Wanchope est un âne qui marque un but toutes les dix occasions. Un somnambule qui vit hors jeu, un garde du corps maladroit. Pendant des années, Ramon Abila a entendu ces critiques. Il a enduré les moqueries et avalé les couleuvres. Alors quand il a reçu le ballon à l’angle de la surface de réparation à la 34e minute du Superclásico, le week-end dernier, il n’a pas réfléchi. Il a frappé comme une mule, avec la confiance de ceux qui viennent de loin, de ceux qui n’ont rien à perdre. Armani a repoussé difficilement le ballon, mais Wanchope a insisté. Quand le ballon est revenu sur lui, il a allumé le goal de River une seconde fois, sans réfléchir, le forçant à la faute de main. Et puis il a exulté avec la Bombonera toute entière, conscient que sa présence sur le terrain tenait autant du miracle et de l’alignement des planètes que de son abnégation. Avant d’être l’idole de la Bombonera, Ramon a longtemps été un attaquant des bas-fonds. Un buteur qui erre dans les divisions inférieures du football argentin. Celles où l’on apprend autant à donner des coups qu’à en recevoir sur des pelouses pas franchement vertes.
Acheté 200 dollars
Après avoir débuté sur le terrain en terre battue de son quartier de Córdoba, il est acheté à 16 ans pour 800 pesos (environ 200 dollars) par des amis de son père, soucieux de lui filer un coup de pouce. Il signe alors à Instituto, le grand club de la ville. Son club de cœur surtout, dont il va voir les matchs chaque week-end. C’est chez lui que Ramon devient Wanchope. Et tant pis si sa ressemblance avec le grand attaquant costaricien est loin de sauter aux yeux. Jusqu’à ses 25 ans, il est un attaquant moyen de D2. Avant de découvrir l’élite avec Huracán et d’exploser enfin. Ce qui lui vaut un transfert à Cruzeiro où il brille et devient champion du Brésil. Un tremplin vers la consécration : une signature à Boca Juniors, il y a un an.
De sa trajectoire sinueuse, Wanchope a conservé une maxime qui lui sert de carte de visite : « L’argent et la peur sont deux choses que je n’ai jamais eues. » Si la première affirmation est désormais erronée, la seconde est indiscutable. Abila n’a jamais peur. Quand il signe pour les Xeneizes, il n’a pas peur d’aller voir le président Angelici et de lui affirmer : « Président, si je ne marque pas, ne me payez pas. Payez-moi à chaque but marqué. » Il n’a pas peur de n’être qu’un choix par défaut pour son coach Barros-Schelotto, ni d’être le quatrième avant-centre de la rotation derrière Benedetto, Bou et son grand pote Carlos Tévez.

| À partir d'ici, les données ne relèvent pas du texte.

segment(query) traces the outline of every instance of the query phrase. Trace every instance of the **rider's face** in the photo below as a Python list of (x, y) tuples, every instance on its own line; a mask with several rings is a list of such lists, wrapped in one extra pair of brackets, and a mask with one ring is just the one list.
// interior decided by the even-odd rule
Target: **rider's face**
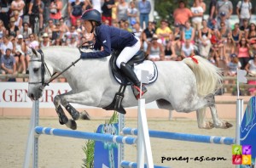
[(92, 25), (89, 20), (84, 20), (84, 26), (87, 32), (90, 32), (92, 29)]

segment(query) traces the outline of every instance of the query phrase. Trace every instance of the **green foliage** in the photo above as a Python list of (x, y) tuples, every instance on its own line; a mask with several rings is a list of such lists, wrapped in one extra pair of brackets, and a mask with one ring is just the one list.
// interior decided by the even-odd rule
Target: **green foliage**
[[(105, 123), (113, 124), (119, 121), (119, 115), (116, 111), (113, 112), (113, 115), (107, 120)], [(94, 147), (95, 141), (94, 140), (87, 140), (85, 141), (85, 146), (83, 146), (82, 149), (84, 153), (85, 159), (83, 159), (82, 168), (93, 168), (94, 165)]]

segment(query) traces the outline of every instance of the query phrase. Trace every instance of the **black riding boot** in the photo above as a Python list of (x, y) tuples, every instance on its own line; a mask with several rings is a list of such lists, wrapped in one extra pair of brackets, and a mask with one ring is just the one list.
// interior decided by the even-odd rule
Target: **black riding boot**
[[(122, 73), (125, 75), (125, 76), (128, 78), (131, 82), (132, 82), (132, 91), (135, 98), (138, 99), (140, 98), (140, 87), (141, 82), (137, 79), (136, 74), (132, 70), (131, 67), (129, 64), (126, 64), (125, 63), (121, 63), (120, 70)], [(142, 96), (147, 92), (147, 88), (143, 85), (142, 87)]]

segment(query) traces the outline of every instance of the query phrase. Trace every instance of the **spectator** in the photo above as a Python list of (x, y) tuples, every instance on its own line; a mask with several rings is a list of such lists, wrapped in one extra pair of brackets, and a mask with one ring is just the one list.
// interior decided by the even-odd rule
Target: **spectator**
[(20, 34), (20, 31), (19, 31), (19, 27), (16, 26), (15, 25), (15, 19), (14, 17), (12, 17), (10, 20), (9, 20), (10, 23), (9, 23), (9, 25), (7, 29), (7, 31), (6, 33), (9, 36), (13, 36), (13, 37), (16, 37), (16, 36), (18, 34)]
[(162, 20), (160, 22), (160, 26), (156, 29), (155, 33), (160, 38), (161, 43), (166, 46), (170, 40), (170, 35), (172, 33), (172, 30), (169, 27), (168, 21), (166, 20)]
[(119, 20), (127, 20), (127, 9), (128, 9), (128, 3), (125, 0), (119, 0), (119, 5), (117, 6), (117, 17)]
[(214, 25), (216, 23), (216, 5), (217, 5), (217, 0), (211, 0), (209, 4), (209, 18), (208, 18), (208, 23), (207, 26), (210, 29), (214, 28)]
[(11, 49), (12, 51), (14, 49), (14, 47), (13, 43), (9, 40), (9, 36), (5, 35), (3, 36), (3, 42), (1, 43), (0, 47), (2, 55), (5, 54), (5, 51), (7, 48)]
[(42, 37), (43, 37), (43, 41), (40, 42), (40, 48), (41, 49), (44, 48), (47, 48), (47, 47), (51, 46), (51, 43), (49, 42), (49, 36), (48, 36), (47, 33), (44, 33)]
[(252, 3), (249, 0), (239, 1), (236, 5), (236, 14), (239, 19), (240, 25), (242, 25), (244, 19), (250, 20), (252, 16)]
[(253, 56), (253, 59), (249, 60), (247, 64), (245, 70), (247, 71), (250, 76), (256, 77), (256, 54)]
[(20, 30), (22, 28), (22, 18), (20, 16), (19, 16), (19, 12), (17, 10), (14, 11), (14, 16), (15, 19), (15, 25), (16, 25), (19, 30)]
[(190, 39), (186, 39), (185, 43), (182, 45), (181, 55), (183, 59), (195, 55), (194, 47)]
[(17, 42), (13, 42), (14, 46), (14, 53), (16, 63), (17, 72), (26, 73), (26, 63), (25, 63), (25, 52), (26, 52), (26, 44), (23, 42), (23, 36), (17, 36)]
[(245, 37), (241, 37), (238, 48), (236, 48), (236, 53), (238, 53), (238, 59), (241, 62), (241, 69), (244, 70), (246, 64), (250, 59), (249, 56), (249, 45)]
[(138, 10), (135, 7), (135, 3), (133, 1), (131, 1), (130, 7), (127, 9), (128, 21), (130, 24), (131, 23), (131, 21), (137, 21), (137, 14)]
[(27, 42), (28, 42), (27, 46), (29, 48), (32, 48), (36, 50), (39, 49), (39, 42), (35, 34), (29, 35), (29, 41)]
[(32, 33), (32, 29), (29, 27), (28, 23), (25, 22), (23, 23), (23, 26), (20, 31), (20, 35), (23, 36), (23, 38), (25, 40), (29, 38), (29, 35)]
[(231, 36), (232, 36), (232, 38), (233, 38), (236, 45), (238, 45), (238, 43), (240, 42), (240, 39), (241, 37), (241, 31), (239, 29), (239, 24), (238, 23), (235, 24), (234, 29), (231, 31)]
[(204, 9), (201, 8), (200, 0), (194, 0), (194, 5), (191, 8), (192, 12), (192, 26), (195, 31), (199, 31), (201, 28), (201, 22)]
[(0, 20), (0, 36), (3, 38), (3, 36), (6, 34), (6, 29), (4, 27), (3, 20)]
[[(79, 20), (80, 21), (80, 24), (81, 24), (81, 20), (77, 20), (77, 25), (78, 25), (78, 22)], [(61, 18), (60, 20), (60, 25), (61, 25), (61, 30), (63, 33), (66, 33), (67, 31), (69, 31), (69, 28), (68, 26), (66, 25), (66, 23), (64, 22), (64, 19), (63, 18)], [(78, 25), (77, 25), (78, 26)]]
[(218, 15), (217, 21), (218, 24), (221, 22), (221, 17), (223, 17), (221, 14), (225, 14), (225, 19), (227, 20), (227, 22), (230, 22), (230, 15), (233, 13), (233, 4), (229, 0), (220, 0), (218, 1), (217, 6), (216, 6), (216, 13)]
[(220, 14), (220, 17), (218, 18), (218, 21), (216, 23), (215, 25), (215, 28), (217, 28), (218, 31), (220, 31), (221, 29), (221, 23), (224, 22), (225, 26), (228, 28), (228, 29), (230, 29), (230, 21), (229, 20), (227, 20), (226, 18), (226, 14), (224, 12), (222, 12)]
[(185, 28), (183, 31), (183, 42), (184, 42), (186, 40), (189, 40), (190, 42), (195, 44), (195, 29), (191, 27), (189, 21), (186, 21)]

Enfin, il n’a pas peur d’affirmer qu’il céderait volontiers aux sirènes du football chinois si jamais elles venaient le chercher : « Si on m’appelle, soyez tranquilles, j’y vais. Je ne suis pas un couillon. Avec cet argent, je pourrais même devenir président d’Instituto et sauver le club. »
Un hincha comme un autre
En réalité, Wanchope est un joueur comme seul le football argentin peut en produire. Un hincha comme un autre devenu joueur pro, avec qui le fan s’imagine qu’il pourrait s’envoyer un asado et descendre quelques Quilmes. Sans doute pour cela que quand il rate une occasion, la Bombonera ne le siffle pas, mais préfère l’encourager et souffrir avec lui. Comment ne pas aimer un homme capable d’affirmer que son idole est Miliki Jimenez – attaquant anonyme d’Instituto, qui empilait les buts en deuxième division argentine, mais n’a jamais fait la maille pour l’élite – ? L’avant-centre du plus grand club sud-américain qui confesse avoir pour idole un buteur à la petite semaine, c’est un peu comme si l’idole de Kylian Mbappé était Guilherme Mauricio, le buteur en série lavallois. Suffisant pour incarner une certaine idée du football argentin, celui des potreros et des tacles à la gorge, de l’amour du maillot jusqu’à la démesure. Celui de la garra, de l’instinct, de la roublardise. Des valeurs fantasmées et pourtant indispensables à l’heure de jouer un Superclásico. Wanchope ne jouera jamais dans un top club européen, mais il est ce type indispensable pour gagner une finale de la Copa Libertadores.